The valuation effect due to the appreciation of the US dollar against other currencies contributed $12.7 billion to the debt increase during the quarter ending December 2024. Excluding this effect, the actual rise in external debt would have been $17.9 billion quarter-on-quarter.

Sectoral Breakdown

The distribution of external debt across sectors is as follows:

  • Non-Financial Corporations: Largest share at 36.5%.
  • Deposit-Taking Corporations: Accounted for 27.8%.
  • Central Government: Held 22.1%.
  • Other Financial Corporations: Represented 8.7%.

Debt Components

Loans continue to dominate India’s external borrowing, comprising 33.6% of total external debt, followed by:

  • Currency and Deposits: 23.1%
  • Trade Credits and Advances: 18.8%
  • Debt Securities: 16.8%

Debt servicing (principal repayments and interest payments) stood at 6.6% of current receipts at December-end, slightly lower than the September-end figure of 6.7%.

Debt-to-GDP Ratio

India’s external debt-to-GDP ratio was recorded at 19.1% as of December 2024, reflecting a marginal increase from September’s ratio of 19%. This ratio indicates that while India’s foreign borrowing is rising, it remains relatively stable compared to global standards.

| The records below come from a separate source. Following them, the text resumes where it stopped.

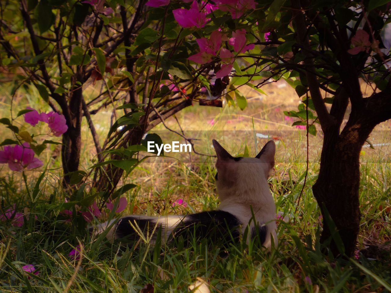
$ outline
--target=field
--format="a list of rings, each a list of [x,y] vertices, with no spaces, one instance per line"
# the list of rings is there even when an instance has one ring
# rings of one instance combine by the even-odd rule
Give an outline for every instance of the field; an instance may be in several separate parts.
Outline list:
[[[9,91],[1,89],[3,93]],[[5,164],[0,166],[2,214],[16,204],[25,222],[17,227],[9,220],[0,221],[0,290],[150,293],[188,292],[195,285],[192,292],[391,290],[391,124],[386,121],[378,125],[368,139],[373,148],[368,143],[362,151],[362,219],[356,255],[353,259],[334,259],[321,252],[317,240],[321,219],[311,188],[319,168],[320,127],[317,126],[316,137],[309,136],[307,152],[307,132],[291,126],[292,121],[283,113],[296,110],[300,102],[294,90],[282,82],[262,89],[265,95],[242,90],[248,98],[242,111],[228,105],[219,108],[195,105],[177,114],[176,120],[166,121],[169,129],[194,139],[193,152],[149,158],[120,184],[137,186],[124,194],[128,202],[124,213],[164,215],[214,209],[219,201],[215,190],[215,158],[210,156],[214,155],[212,139],[237,156],[248,152],[250,156],[256,154],[255,137],[258,151],[269,139],[274,139],[277,145],[275,172],[269,183],[280,215],[278,249],[260,250],[254,243],[244,243],[231,247],[226,254],[218,243],[208,246],[202,242],[183,247],[179,243],[161,248],[140,240],[124,249],[102,237],[91,239],[82,218],[67,222],[53,208],[64,203],[68,195],[59,187],[59,149],[50,145],[40,156],[50,171],[41,182],[39,198],[34,202],[21,173],[10,171]],[[94,90],[90,90],[88,94],[93,95]],[[14,115],[29,105],[48,110],[34,97],[36,94],[16,96],[12,109],[9,96],[3,94],[1,117],[9,117],[10,111]],[[93,118],[102,141],[109,127],[112,109],[106,111]],[[20,127],[31,129],[21,118],[17,121]],[[80,169],[88,172],[96,160],[96,152],[84,123]],[[164,142],[185,142],[167,128],[161,123],[150,132],[158,134]],[[4,139],[11,135],[2,126],[0,133]],[[307,154],[308,169],[303,187]],[[25,173],[32,190],[40,172]],[[88,189],[90,182],[88,180],[87,183]],[[178,200],[186,204],[173,204]],[[70,255],[79,244],[83,248],[79,257]],[[22,267],[27,264],[32,265],[33,272],[38,273],[26,273]]]

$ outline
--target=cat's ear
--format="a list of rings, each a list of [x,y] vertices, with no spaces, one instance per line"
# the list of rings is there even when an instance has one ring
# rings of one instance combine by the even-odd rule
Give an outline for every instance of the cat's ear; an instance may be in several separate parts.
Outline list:
[[[212,139],[212,143],[213,143],[213,147],[215,148],[215,151],[216,154],[217,156],[217,159],[226,161],[227,160],[233,159],[232,156],[226,151],[220,144],[217,142],[215,139]]]
[[[274,167],[274,155],[276,154],[276,144],[273,140],[269,141],[261,150],[256,158],[261,160],[262,163],[267,163],[269,166],[269,172]]]

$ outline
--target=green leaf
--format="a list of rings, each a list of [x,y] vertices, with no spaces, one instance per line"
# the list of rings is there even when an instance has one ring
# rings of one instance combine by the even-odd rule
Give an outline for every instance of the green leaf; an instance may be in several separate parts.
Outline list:
[[[51,143],[52,145],[62,145],[62,143],[59,143],[58,141],[53,141],[52,140],[50,140],[49,139],[45,139],[43,141],[43,142],[42,144],[44,143]]]
[[[47,103],[49,101],[49,93],[46,89],[46,87],[42,84],[34,84],[35,87],[38,90],[41,97],[43,99],[43,100]]]
[[[277,47],[277,51],[278,54],[281,55],[286,54],[292,50],[292,46],[296,43],[295,41],[291,41],[285,42]]]
[[[38,0],[28,0],[27,2],[27,11],[30,11],[36,7],[38,4]]]
[[[142,30],[136,37],[134,45],[138,46],[143,43],[151,44],[159,38],[159,32],[153,29],[147,27]]]
[[[71,184],[78,184],[83,180],[84,177],[87,175],[85,171],[79,170],[72,172],[69,183]]]
[[[147,43],[144,43],[143,44],[142,44],[140,46],[137,46],[137,48],[131,52],[130,55],[132,56],[135,56],[135,55],[138,55],[142,52],[145,49],[149,48],[151,44]]]
[[[137,186],[135,184],[133,184],[132,183],[126,184],[116,190],[111,196],[111,198],[113,199],[114,199],[121,195],[123,194],[126,191],[129,191],[130,189],[134,188],[135,187],[136,187]]]
[[[160,66],[161,68],[165,71],[167,71],[170,69],[171,66],[171,61],[169,59],[167,60],[163,59],[160,61]]]
[[[136,104],[135,103],[129,103],[128,104],[124,104],[118,106],[117,109],[138,109],[140,106],[144,105],[144,104]]]
[[[106,57],[103,54],[103,51],[100,48],[94,48],[93,50],[95,52],[95,57],[98,63],[98,67],[99,68],[100,74],[103,76],[106,69]]]
[[[9,128],[15,133],[18,133],[19,132],[19,129],[14,125],[10,125],[7,127],[7,128]]]
[[[80,46],[75,46],[72,49],[72,53],[78,55],[82,55],[84,54],[84,50]]]
[[[307,123],[305,121],[302,121],[300,120],[298,121],[295,121],[292,123],[292,126],[296,126],[296,125],[307,125]]]
[[[167,71],[169,73],[179,77],[181,79],[191,79],[193,77],[187,66],[182,62],[174,61]]]
[[[370,276],[378,282],[379,284],[381,284],[382,286],[383,286],[387,291],[391,291],[391,284],[387,283],[383,279],[379,277],[376,273],[369,270],[364,266],[360,264],[355,260],[351,259],[351,261],[354,264],[357,266],[360,270],[361,270],[364,272],[365,273],[365,275]]]
[[[33,202],[35,202],[38,198],[38,194],[39,192],[39,184],[45,177],[45,172],[43,172],[39,177],[38,178],[38,180],[35,183],[34,189],[32,189],[32,193],[31,195],[31,200]]]
[[[262,31],[269,31],[269,26],[274,22],[274,19],[280,12],[281,7],[285,3],[285,0],[274,0],[269,9],[269,13],[264,23]]]
[[[242,111],[244,109],[247,105],[247,100],[239,91],[235,91],[235,97],[236,98],[236,103],[239,108]]]
[[[305,110],[302,110],[301,111],[299,111],[299,112],[296,112],[296,114],[297,116],[300,117],[303,120],[305,120],[307,119],[307,111]],[[314,114],[312,113],[310,111],[308,111],[308,119],[312,119],[314,118]]]
[[[113,160],[112,164],[116,167],[121,168],[126,173],[129,173],[131,167],[138,161],[137,159],[131,158],[127,160]]]
[[[18,145],[19,144],[19,141],[17,140],[14,140],[9,138],[6,138],[3,141],[3,142],[1,143],[0,143],[0,146],[8,145]]]
[[[145,136],[145,138],[141,140],[141,144],[145,146],[145,148],[147,148],[148,141],[152,141],[154,144],[159,145],[163,144],[163,141],[162,140],[161,138],[159,136],[158,134],[156,133],[149,133],[147,134]],[[155,151],[153,153],[157,154],[158,150],[156,149],[156,148],[154,148],[154,149],[155,149]],[[164,155],[164,152],[163,151],[163,148],[161,149],[160,155]]]
[[[389,0],[369,0],[368,4],[368,12],[369,12],[379,6],[387,4],[389,2]]]
[[[47,0],[41,0],[37,8],[37,22],[39,31],[42,34],[50,28],[54,21],[55,16],[52,12],[52,6]]]
[[[8,118],[2,118],[0,119],[0,123],[2,123],[5,125],[11,125],[11,121]]]
[[[316,127],[314,124],[311,124],[308,127],[308,133],[314,136],[316,136]]]
[[[32,111],[34,111],[34,110],[31,110],[31,109],[25,109],[24,110],[21,110],[18,112],[18,114],[16,114],[16,117],[18,117],[21,115],[23,115],[23,114],[25,114],[26,113],[28,113],[29,112],[31,112]]]
[[[240,69],[240,67],[238,64],[238,63],[236,62],[236,60],[235,60],[233,62],[233,68],[236,71],[236,74],[239,75],[241,75],[243,74],[242,72],[242,70]]]
[[[299,97],[305,95],[308,90],[307,89],[307,87],[304,86],[301,84],[296,86],[296,87],[294,88],[294,90],[296,91],[296,93],[297,94]]]
[[[65,90],[62,86],[59,86],[58,88],[56,88],[56,89],[54,90],[55,93],[56,94],[59,94],[60,95],[63,94],[65,92]]]

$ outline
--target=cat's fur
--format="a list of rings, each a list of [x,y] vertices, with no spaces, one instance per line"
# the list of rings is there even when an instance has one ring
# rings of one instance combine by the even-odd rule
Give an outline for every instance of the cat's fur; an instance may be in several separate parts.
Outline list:
[[[268,142],[255,158],[234,158],[216,141],[213,140],[217,155],[216,185],[220,201],[219,209],[185,216],[153,216],[131,215],[114,225],[106,223],[95,231],[101,232],[111,226],[109,239],[144,239],[154,244],[159,228],[161,241],[165,242],[189,234],[207,238],[235,241],[249,225],[250,237],[259,236],[260,242],[270,248],[271,236],[276,247],[276,207],[269,189],[267,177],[274,166],[276,146]],[[258,229],[258,231],[256,229]],[[188,238],[190,241],[190,238]]]

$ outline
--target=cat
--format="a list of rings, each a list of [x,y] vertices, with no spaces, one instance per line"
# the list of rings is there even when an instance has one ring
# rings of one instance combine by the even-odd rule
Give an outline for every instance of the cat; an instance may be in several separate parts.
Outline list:
[[[152,245],[160,229],[163,243],[180,236],[190,241],[192,235],[212,243],[222,239],[229,243],[237,241],[249,225],[250,237],[259,237],[269,249],[272,241],[276,247],[276,206],[267,183],[274,164],[274,142],[267,142],[255,158],[234,157],[217,141],[212,142],[217,155],[218,209],[183,216],[130,215],[101,224],[94,232],[109,229],[106,237],[110,240],[133,242],[141,238]]]

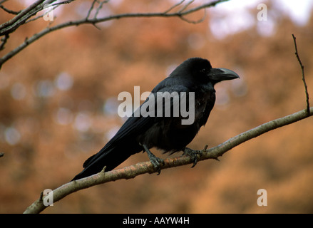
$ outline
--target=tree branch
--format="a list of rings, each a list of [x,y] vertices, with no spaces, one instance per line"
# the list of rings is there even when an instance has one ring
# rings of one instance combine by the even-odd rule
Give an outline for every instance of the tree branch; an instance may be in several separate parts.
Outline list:
[[[70,1],[65,1],[60,3],[56,3],[53,5],[59,5],[61,4],[68,4],[75,0],[70,0]],[[64,28],[66,27],[70,26],[77,26],[82,24],[92,24],[95,26],[96,24],[105,22],[108,21],[112,21],[112,20],[116,20],[116,19],[126,19],[126,18],[150,18],[150,17],[178,17],[181,19],[182,20],[187,21],[188,23],[200,23],[203,21],[204,18],[202,18],[199,19],[198,21],[190,21],[185,18],[185,16],[195,13],[196,11],[200,11],[202,9],[205,9],[206,8],[212,7],[215,6],[216,4],[227,1],[229,0],[216,0],[214,1],[212,1],[210,3],[204,4],[198,6],[195,6],[194,8],[192,8],[190,9],[186,9],[188,6],[189,6],[193,1],[189,1],[186,4],[185,6],[183,7],[182,9],[170,13],[170,11],[172,11],[174,8],[177,7],[179,5],[181,5],[183,2],[182,1],[178,4],[174,5],[173,6],[171,6],[169,9],[166,10],[165,11],[159,12],[159,13],[130,13],[130,14],[115,14],[112,16],[105,16],[102,18],[97,18],[98,14],[99,12],[99,10],[102,8],[102,5],[108,1],[103,1],[100,2],[99,6],[96,9],[96,12],[95,14],[95,16],[92,19],[89,19],[88,17],[91,15],[91,11],[93,9],[94,5],[96,2],[98,2],[97,1],[93,1],[92,3],[92,5],[91,8],[89,9],[88,11],[87,16],[84,19],[77,20],[77,21],[70,21],[65,23],[59,24],[53,27],[48,27],[44,29],[43,29],[41,31],[33,35],[29,38],[26,38],[24,42],[23,42],[21,44],[20,44],[19,46],[15,48],[14,50],[11,51],[7,54],[4,55],[0,58],[0,69],[2,66],[2,65],[6,62],[9,59],[16,55],[18,53],[19,53],[21,51],[26,48],[29,45],[34,43],[35,41],[39,39],[40,38],[43,37],[43,36],[58,30],[61,28]],[[39,0],[36,1],[35,3],[31,4],[30,6],[26,8],[26,9],[21,11],[18,15],[16,15],[14,19],[11,20],[4,23],[3,24],[0,25],[0,36],[4,36],[6,34],[9,34],[10,33],[12,33],[16,29],[17,29],[21,25],[24,24],[26,20],[29,20],[31,16],[34,16],[36,13],[43,9],[44,5],[47,4],[52,4],[53,2],[56,1],[56,0]]]
[[[294,48],[296,50],[294,54],[297,56],[297,59],[298,60],[299,64],[300,64],[301,71],[302,72],[302,81],[303,81],[303,84],[304,85],[305,96],[307,98],[307,113],[309,115],[309,93],[307,92],[307,83],[305,82],[304,66],[302,65],[302,62],[301,61],[300,57],[299,57],[298,48],[297,48],[296,37],[294,36],[294,34],[292,34],[292,38],[294,38]]]
[[[217,159],[218,157],[222,156],[226,152],[249,140],[260,136],[272,130],[295,123],[312,115],[313,115],[313,107],[309,108],[309,115],[307,114],[307,110],[304,110],[262,124],[257,128],[235,136],[215,147],[212,147],[209,150],[203,150],[201,156],[198,155],[198,161],[207,159]],[[165,164],[161,167],[161,170],[193,163],[193,161],[190,157],[186,155],[168,158],[165,159],[164,162]],[[153,165],[150,162],[140,162],[122,169],[106,172],[104,172],[103,169],[103,170],[98,174],[76,181],[72,181],[54,190],[53,191],[53,202],[64,198],[66,196],[73,192],[94,185],[121,179],[134,178],[143,174],[153,172],[156,172],[156,171],[154,170]],[[24,213],[39,213],[42,212],[46,207],[47,207],[47,206],[45,206],[43,204],[43,199],[44,197],[41,195],[39,200],[27,207]]]

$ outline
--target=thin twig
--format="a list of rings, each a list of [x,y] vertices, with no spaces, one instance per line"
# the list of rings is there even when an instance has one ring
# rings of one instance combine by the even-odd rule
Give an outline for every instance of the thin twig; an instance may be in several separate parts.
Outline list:
[[[301,61],[300,57],[299,57],[298,48],[297,48],[296,37],[294,36],[294,34],[292,34],[292,38],[294,38],[294,48],[296,49],[296,52],[294,53],[294,54],[296,55],[297,58],[298,59],[299,64],[300,64],[301,71],[302,71],[302,81],[303,81],[303,84],[304,85],[305,96],[307,98],[307,115],[309,115],[309,93],[307,92],[307,83],[305,82],[304,66],[302,65],[302,62]]]
[[[55,0],[54,0],[55,1]],[[49,0],[48,2],[51,3],[52,1],[54,1],[53,0]],[[30,38],[27,38],[23,43],[19,45],[18,47],[6,54],[5,56],[2,56],[0,58],[0,69],[1,66],[7,61],[9,59],[16,55],[18,53],[19,53],[21,51],[24,49],[26,47],[27,47],[29,44],[34,43],[35,41],[38,40],[39,38],[41,38],[42,36],[58,29],[64,28],[66,27],[70,26],[76,26],[81,24],[92,24],[93,26],[96,26],[96,24],[101,22],[112,21],[112,20],[116,20],[116,19],[127,19],[127,18],[150,18],[150,17],[178,17],[180,18],[182,20],[187,21],[188,23],[200,23],[202,21],[203,21],[204,18],[200,19],[198,21],[189,21],[186,19],[184,16],[186,15],[188,15],[190,14],[193,14],[194,12],[196,12],[197,11],[200,11],[202,9],[206,9],[212,6],[215,6],[216,4],[219,3],[222,3],[224,1],[227,1],[229,0],[217,0],[212,1],[208,4],[202,4],[194,8],[192,8],[189,10],[184,11],[183,12],[174,12],[174,13],[130,13],[130,14],[116,14],[108,16],[105,16],[102,18],[93,18],[93,19],[88,19],[88,18],[84,18],[83,19],[74,21],[67,21],[65,23],[62,23],[60,24],[58,24],[53,27],[48,27],[46,28],[41,31],[39,32],[38,33],[36,33],[31,36]],[[106,1],[103,1],[103,4],[105,3]],[[89,9],[90,11],[91,11]],[[88,11],[89,12],[89,11]],[[165,11],[166,12],[166,11]],[[88,16],[90,16],[90,13],[88,13]],[[14,29],[16,29],[15,28]],[[1,35],[1,31],[0,31]]]
[[[309,115],[307,115],[305,110],[295,113],[294,114],[270,121],[261,125],[257,128],[249,130],[243,133],[235,136],[225,142],[206,150],[202,150],[202,153],[199,157],[198,161],[207,159],[215,159],[218,160],[218,157],[222,156],[226,152],[233,147],[257,136],[260,136],[268,131],[285,126],[287,125],[303,120],[309,116],[313,115],[313,107],[310,108]],[[168,158],[164,160],[164,165],[161,170],[185,165],[193,163],[193,161],[189,156],[183,155],[173,158]],[[98,174],[85,177],[81,180],[74,180],[66,183],[53,191],[53,202],[56,202],[67,195],[79,191],[83,189],[88,188],[92,186],[108,182],[116,181],[122,179],[134,178],[138,175],[145,173],[153,173],[157,171],[153,168],[150,162],[137,163],[122,169],[114,170],[104,172],[103,170]],[[47,206],[43,205],[42,197],[35,201],[25,210],[24,213],[40,213],[45,209]]]

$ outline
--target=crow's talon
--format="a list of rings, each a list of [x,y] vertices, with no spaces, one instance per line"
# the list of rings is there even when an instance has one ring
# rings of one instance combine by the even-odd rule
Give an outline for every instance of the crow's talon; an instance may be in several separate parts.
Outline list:
[[[153,156],[149,156],[150,161],[152,165],[153,165],[153,167],[158,172],[158,175],[159,175],[161,172],[161,167],[164,165],[164,160],[162,158],[155,157],[154,155]]]
[[[158,172],[158,175],[159,175],[161,172],[161,167],[164,165],[164,160],[162,158],[156,157],[153,155],[151,151],[145,145],[141,145],[145,149],[145,152],[149,157],[150,162],[153,165],[154,169]]]
[[[190,160],[193,162],[193,165],[191,167],[193,168],[197,163],[197,156],[199,155],[199,157],[201,157],[202,152],[202,150],[195,150],[188,147],[185,147],[183,155],[188,155],[190,157]]]

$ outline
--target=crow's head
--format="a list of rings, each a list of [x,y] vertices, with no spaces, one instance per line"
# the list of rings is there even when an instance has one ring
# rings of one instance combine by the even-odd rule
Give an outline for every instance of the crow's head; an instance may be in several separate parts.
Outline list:
[[[225,68],[213,68],[209,61],[201,58],[190,58],[178,66],[170,76],[190,78],[201,82],[210,82],[212,85],[222,81],[239,78],[232,71]]]

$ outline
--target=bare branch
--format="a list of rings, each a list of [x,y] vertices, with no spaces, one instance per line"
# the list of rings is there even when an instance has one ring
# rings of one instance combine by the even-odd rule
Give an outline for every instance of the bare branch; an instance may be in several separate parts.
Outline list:
[[[23,20],[14,19],[14,21],[13,21],[13,22],[11,21],[11,20],[10,20],[8,22],[4,23],[4,24],[1,25],[0,26],[0,36],[12,32],[13,31],[16,29],[19,26],[21,26],[22,24],[25,23],[25,21],[27,19],[29,19],[31,16],[34,16],[34,12],[31,11],[30,9],[35,9],[36,13],[37,13],[39,11],[42,10],[42,9],[43,8],[45,4],[51,4],[55,1],[56,0],[48,0],[48,1],[45,1],[44,3],[43,3],[43,1],[44,1],[43,0],[37,1],[36,2],[35,2],[34,4],[32,4],[31,6],[31,6],[28,7],[26,9],[22,11],[19,14],[18,14],[16,17],[14,17],[13,19],[14,19],[17,17],[21,18],[21,14],[26,14],[26,15],[24,15],[24,16],[25,16],[26,18],[25,19],[23,18]],[[75,0],[66,1],[66,2],[68,2],[68,1],[71,2],[73,1],[75,1]],[[120,14],[116,14],[116,15],[112,15],[112,16],[105,16],[105,17],[102,17],[102,18],[96,18],[96,16],[98,15],[98,10],[102,7],[102,5],[104,3],[106,3],[108,1],[103,1],[99,4],[99,6],[97,9],[97,11],[95,14],[95,16],[93,19],[88,19],[88,17],[90,16],[90,14],[91,13],[91,11],[93,9],[95,1],[94,1],[92,4],[91,7],[88,10],[87,17],[86,17],[85,19],[74,21],[67,21],[67,22],[56,25],[53,27],[46,28],[43,29],[41,31],[39,32],[38,33],[33,35],[29,38],[26,38],[23,43],[21,43],[18,47],[16,47],[16,48],[14,48],[14,50],[12,50],[11,51],[10,51],[9,53],[8,53],[7,54],[6,54],[5,56],[2,56],[0,58],[0,68],[1,68],[1,66],[6,61],[7,61],[9,59],[12,58],[15,55],[16,55],[18,53],[19,53],[24,48],[27,47],[29,44],[32,43],[35,41],[41,38],[42,36],[46,35],[52,31],[58,30],[58,29],[61,29],[61,28],[64,28],[70,27],[70,26],[79,26],[81,24],[92,24],[92,25],[96,26],[96,24],[97,24],[98,23],[101,23],[101,22],[116,20],[116,19],[120,19],[141,18],[141,17],[145,17],[145,18],[150,18],[150,17],[178,17],[178,18],[180,18],[182,20],[187,21],[188,23],[193,23],[193,24],[200,23],[204,20],[204,18],[202,18],[198,21],[190,21],[190,20],[186,19],[184,16],[187,16],[188,14],[195,13],[196,11],[198,11],[201,9],[215,6],[216,4],[217,4],[219,3],[222,3],[224,1],[229,1],[229,0],[217,0],[217,1],[212,1],[212,2],[208,3],[208,4],[205,4],[198,6],[195,6],[194,8],[189,9],[189,10],[186,10],[186,11],[179,11],[174,12],[174,13],[168,13],[168,12],[170,10],[172,10],[175,6],[172,6],[171,8],[170,8],[170,9],[165,11],[165,12]],[[56,3],[56,4],[57,4],[57,3]],[[188,2],[188,5],[190,5],[190,2]],[[175,6],[178,6],[178,4],[176,4]],[[185,9],[185,7],[184,7],[184,9]],[[26,11],[26,13],[25,13]]]
[[[249,130],[229,139],[228,140],[215,147],[206,150],[205,147],[202,150],[203,152],[202,153],[201,156],[198,158],[198,161],[207,159],[218,160],[218,157],[222,156],[226,152],[249,140],[260,136],[272,130],[285,126],[287,125],[307,118],[309,116],[313,115],[313,107],[312,107],[309,110],[310,112],[309,115],[307,114],[307,111],[305,110],[301,110],[296,113],[270,121],[257,128]],[[161,170],[193,163],[193,161],[190,159],[190,157],[186,155],[173,158],[168,158],[165,159],[164,162],[164,165],[161,167]],[[154,170],[153,165],[150,162],[140,162],[122,169],[115,170],[106,172],[104,172],[103,169],[103,171],[98,174],[81,180],[72,181],[54,190],[53,191],[53,202],[56,202],[73,192],[88,188],[94,185],[121,179],[134,178],[143,174],[153,172],[156,172],[156,171]],[[39,200],[35,201],[31,205],[27,207],[24,213],[39,213],[45,209],[46,206],[43,205],[42,197],[43,197],[41,195]]]
[[[309,93],[307,92],[307,83],[305,82],[304,66],[302,65],[302,62],[301,61],[300,57],[299,57],[298,48],[297,48],[296,37],[294,36],[294,34],[292,34],[292,38],[294,38],[294,48],[296,49],[296,52],[294,53],[294,54],[297,56],[299,64],[300,64],[301,71],[302,71],[302,81],[303,81],[303,84],[304,85],[305,96],[307,98],[307,115],[309,115]]]
[[[4,6],[2,6],[2,5],[0,5],[0,8],[2,9],[4,11],[5,11],[6,13],[9,13],[9,14],[11,14],[17,15],[17,14],[19,14],[19,13],[21,13],[21,11],[13,11],[13,10],[11,10],[11,9],[6,9],[6,7],[4,7]]]

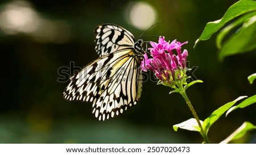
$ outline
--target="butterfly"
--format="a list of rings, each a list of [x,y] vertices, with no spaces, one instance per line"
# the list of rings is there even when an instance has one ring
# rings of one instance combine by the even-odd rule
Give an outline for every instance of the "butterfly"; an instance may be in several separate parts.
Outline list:
[[[94,30],[100,57],[70,78],[63,92],[69,101],[92,102],[92,113],[104,121],[136,104],[142,89],[143,40],[125,28],[103,24]]]

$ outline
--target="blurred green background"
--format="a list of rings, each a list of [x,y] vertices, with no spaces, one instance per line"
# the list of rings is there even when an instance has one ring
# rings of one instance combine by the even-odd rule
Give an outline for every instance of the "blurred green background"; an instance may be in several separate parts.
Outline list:
[[[216,36],[193,49],[206,23],[220,19],[236,1],[1,0],[0,143],[201,143],[197,132],[173,130],[192,115],[180,95],[168,94],[168,88],[145,81],[136,106],[102,122],[92,114],[92,103],[63,99],[68,82],[57,81],[57,71],[70,62],[82,67],[97,58],[93,30],[100,24],[121,25],[138,38],[161,21],[145,35],[188,41],[183,47],[189,67],[199,66],[193,74],[204,83],[187,93],[204,120],[238,96],[256,94],[255,83],[247,80],[256,72],[255,51],[220,62]],[[221,118],[209,131],[210,142],[219,143],[246,120],[255,124],[255,109],[253,105]],[[256,143],[255,131],[236,143]]]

Implications and Challenges

India’s rising external debt poses several challenges:

  1. Currency Volatility: With over half of India’s external debt denominated in US dollars, fluctuations in exchange rates could increase repayment costs.
  2. Sectoral Risks: The growing share of non-government sector debt highlights potential vulnerabilities in corporate borrowing practices.
  3. Global Economic Uncertainty: The volatile global financial landscape adds pressure on India’s ability to manage its foreign obligations effectively.

While India’s external debt growth reflects its expanding economy and developmental needs, it also underscores the importance of strategic debt management to mitigate risks associated with currency fluctuations and global uncertainties. Policymakers must focus on diversifying borrowing sources, strengthening foreign exchange reserves, and promoting export competitiveness to ensure long-term financial stability amidst rising global challenges.